See our ratings across states, an explanation of the criteria we used to differentiate between state funding systems, and explanations of our specific state rankings here.

Meets Criteria
Partially Meets Criteria
Doesn’t Meet Criteria
RatingReason for Rating
FUND STUDENTS ADEQUATELY
The funding formula is
student-based, or weighted
Green
The formula is student-based
Per-pupil funding is adequate enough for all students to achieve average, national
test scores
Red
There is high percentage of students attending schools in inadequately funded districts
FUND STUDENT NEEDS APPROPRIATELY
Formula includes a weight or additional funding for students living in poverty
Red
The formula provides additional dollars to district based on district poverty levels, rather than funding based on individual students living in poverty
Formula includes a weight or additional funding for
English learners
Red
The formula includes a flat amount per English learner, which amounts to 5% of the per-student base
Formula includes a weight or additional funding for students
with disabilities
Red
The formula does not fund special education through separate weights, but instead assumes certain personnel needs and factors those needs into the per-student base.
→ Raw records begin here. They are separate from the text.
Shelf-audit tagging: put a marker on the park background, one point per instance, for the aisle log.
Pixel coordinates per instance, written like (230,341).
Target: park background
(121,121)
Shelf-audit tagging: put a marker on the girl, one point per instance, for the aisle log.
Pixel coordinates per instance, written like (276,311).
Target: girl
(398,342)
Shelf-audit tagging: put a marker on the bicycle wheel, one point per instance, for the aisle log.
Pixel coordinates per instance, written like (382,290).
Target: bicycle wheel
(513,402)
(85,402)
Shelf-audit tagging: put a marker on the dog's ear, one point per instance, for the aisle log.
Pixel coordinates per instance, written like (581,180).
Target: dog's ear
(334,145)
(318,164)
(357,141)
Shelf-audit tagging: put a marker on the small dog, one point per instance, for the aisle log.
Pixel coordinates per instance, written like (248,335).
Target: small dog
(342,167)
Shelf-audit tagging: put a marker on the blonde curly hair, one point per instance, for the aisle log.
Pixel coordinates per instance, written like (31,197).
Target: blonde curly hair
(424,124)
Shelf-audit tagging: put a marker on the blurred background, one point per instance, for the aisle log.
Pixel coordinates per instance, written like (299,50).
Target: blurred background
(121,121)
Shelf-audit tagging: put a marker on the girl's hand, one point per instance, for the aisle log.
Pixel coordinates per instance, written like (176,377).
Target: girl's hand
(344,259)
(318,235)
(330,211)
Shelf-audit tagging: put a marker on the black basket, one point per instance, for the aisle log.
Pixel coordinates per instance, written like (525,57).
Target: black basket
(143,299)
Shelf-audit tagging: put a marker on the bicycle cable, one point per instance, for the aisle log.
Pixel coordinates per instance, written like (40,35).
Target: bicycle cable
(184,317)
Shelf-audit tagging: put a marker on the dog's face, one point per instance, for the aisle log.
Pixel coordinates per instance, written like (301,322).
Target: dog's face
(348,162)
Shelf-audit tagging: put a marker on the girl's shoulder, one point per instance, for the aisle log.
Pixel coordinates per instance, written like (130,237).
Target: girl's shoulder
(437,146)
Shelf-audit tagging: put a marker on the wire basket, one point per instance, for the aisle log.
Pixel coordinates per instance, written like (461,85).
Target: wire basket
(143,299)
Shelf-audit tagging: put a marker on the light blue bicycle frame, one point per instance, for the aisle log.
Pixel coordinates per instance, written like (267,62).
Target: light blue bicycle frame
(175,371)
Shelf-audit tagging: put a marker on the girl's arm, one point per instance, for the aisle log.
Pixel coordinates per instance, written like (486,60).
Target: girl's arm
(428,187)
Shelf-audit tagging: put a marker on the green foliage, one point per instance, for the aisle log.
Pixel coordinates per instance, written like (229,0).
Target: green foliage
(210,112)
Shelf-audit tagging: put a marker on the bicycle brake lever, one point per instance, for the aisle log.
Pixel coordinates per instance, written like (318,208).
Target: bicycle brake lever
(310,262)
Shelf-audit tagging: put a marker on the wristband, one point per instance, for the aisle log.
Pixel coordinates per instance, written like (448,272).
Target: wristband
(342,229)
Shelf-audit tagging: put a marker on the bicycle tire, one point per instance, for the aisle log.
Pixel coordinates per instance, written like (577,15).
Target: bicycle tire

In addition, districts can seek reimbursements for services for students with extremely high-cost needs, but money for reimbursements is limited and subject to the policymakers providing such funding in the state budget.
Formula includes a weight or additional funding for sparse and/or isolated districts
Green
The formula allocates additional funding for sparsity or isolation in three different ways, with more additional dollars going the districts that are the most isolated
Formula includes weights or additional funding for districts with high levels of concentrated poverty
Yellow
The formula does not include a weight for concentrated poverty
FUND SCHOOL DISTRICTS EQUITABLY
State caps how much local revenue districts can raise to limit between-district disparities in local revenue
Yellow
The formula sets a cap on local property tax rates and sets a level at which voters can vote to increase property taxes
FUND STUDENTS TRANSPARENTLY
State annually publishes information about how the funding system is designed to work in clear, plain language
Yellow
The state education department publishes a school funding guide, but it is not user friendly
State reports school spending data in alignment with equity-oriented principles
Green
The state reports are aligned with equity-oriented school spending reporting principles
PUBLIC FUNDS FUND PUBLIC SCHOOLS
Taxpayer funds are used to maintain and support public
schools exclusively
Red
The state has an ESA program that will become available to all K-12 students by 2025 after 2 years of targeted phasing in; the state also has tax-credits for scholarships
Sources: EdBuild

Who’s Who

in Arkansas

Legislature
The Arkansas General Assembly is the state legislature of Arkansas. The bicameral body is composed of a 35-member Senate and a 100-member House of Representatives. The Republican supermajority in the Arkansas legislature expanded slightly in the November 2022 elections. Legislators agreed in May 2023 to study their funding formula for more than a year until fall 2024 with plans to pass new formula or changes to existing formula in the 2025 session.

State Secretary and Commissioner of Education
The Arkansas Commissioner of Education is a state executive position in the Arkansas state government. The Secretary of Education is a cabinet-level executive official that oversees the operations of the state Department of Education, which runs Arkansas’ public school system. He or she is appointed by the governor. The State Board of Education also appoints a Commissioner of Education, subject to the approval of the governor. Jacob Oliva serves both as Governor Huckabee’s appointed Secretary and as the Commissioner of Education.

State Board of Education
The Arkansas State Board of Education is a nine-member policy-making body appointed by the governor. The board meets monthly and is composed of one at-large member and two members from each of the four congressional districts. Members are appointed for seven-year terms.